Paul Conroy wakes up in darkness. Stretching out, he finds himself surrounding by wooden boards. He pounds on them, but they do not give. His hands come across a lighter and he discovers that he is in a wooden coffin. As he beats on the wall grains of sand briefly come through the cracks – he is buried. He is a truck driver in Iraq and the last thing he can remember is his convoy being attacked. In the coffin he also finds a pen, a cell phone that only has a half charged battery and wavering signal, a small knife and a few other odds and ends.
Making several phone calls, he is first greeted by answering machines. When he finally connects with a people, he finds himself frustrated by the run around he is given. To top it off, a man calls demanding five million dollars by 9:00pm (it’s a little after 6:00pm in the beginning of the movie) or else he’ll leave Paul to die. Running out of time and air, Paul only has a cell phone to communicate and the hope that he will be found before it is too late.
Going in to Buried, I wasn’t sure what to expect. I had heard a lot of positive things about it, and I knew it was about a guy stuck in a coffin. Two things worried me though. The first was Ryan Reynolds. While I liked him in The Nines, I never got the sense that he was a great actor. Second, I wasn’t sure how they were going to handle the whole coffin thing. Was the whole film going to take place there? Would there be flashbacks or cutaways to the outside world? I was impressed with the handling of each of these issues.
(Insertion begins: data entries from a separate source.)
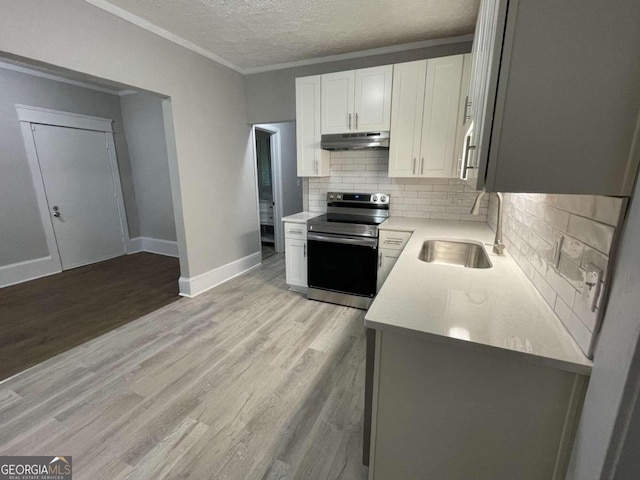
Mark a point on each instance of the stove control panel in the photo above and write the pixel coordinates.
(360, 198)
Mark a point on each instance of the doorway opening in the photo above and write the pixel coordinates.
(266, 194)
(279, 190)
(89, 236)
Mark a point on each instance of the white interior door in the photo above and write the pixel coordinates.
(80, 191)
Yes, the entire film takes place in the coffin. So now we’re stuck in a coffin for 90 minutes with Reynolds, and I happy to say that this is easily one of the best performance’s I’ve seen from Reynolds. Throughout the movie we only know what Paul Conroy knows. We have no idea how far the US hostage negotiator who he makes contact with is coming with the negotiations, or if they’re even happening at all. We are as frustrated as him when his signal cuts out and we can feel claustrophobia growing.
Director Rodrigo Cortés and writer Chris Sparling wonderfully weave this film with tension. The first thing which drew me in was the use of ‘ticking time bombs.’ Even before we know about the ransom demand, we know Paul will run out of air at some point. However, as the film progresses, this becomes more dire. Then events begin to occur that make Paul’s situation worse. Throughout the entire movie the tension continually grew until it reached a thoroughly engaging crescendo. During the climax, I could feel my heart racing.
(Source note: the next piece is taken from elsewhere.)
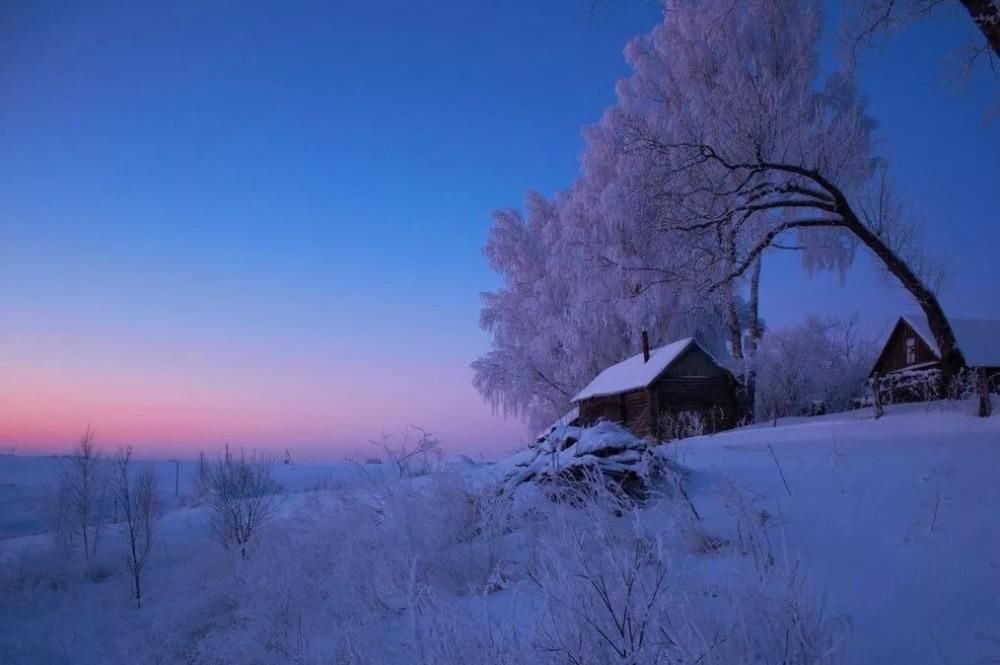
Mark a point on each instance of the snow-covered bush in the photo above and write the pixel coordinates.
(612, 593)
(243, 497)
(820, 365)
(606, 450)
Overall, Buried succeeds on a technical level as well. The camera work was quite impressive, and while there were a few shots which didn’t work for me (they were creative attempts) but on the whole I was impressed with the variety of shots, and the way the cinematography supported the film and the emotional state of Paul.
If you are a stickler for details, there will be some suspension of disbelief involved. Paul uses the lighter to provide light for most of the movie, something sure to eat up oxygen. Also, the fact that he receives any sort of cell signal stretches the realms of plausibility. Overall, neither of these bugged me, largely because they were needed to drive the story forward. Without the phone, nothing could’ve happened, and the lighter did provide a needed light source that didn’t run on precious battery life. The thing that did bug me was that I was not only expected to believe that Paul could receive a cell signal, but that he could upload and download media files in a matter of seconds. That pushed it a bit for me.
If you are highly claustrophobic, you may not enjoy this film as much. But it is a well scripted and fast paced thriller which never got boring, and which got me invested in the main character.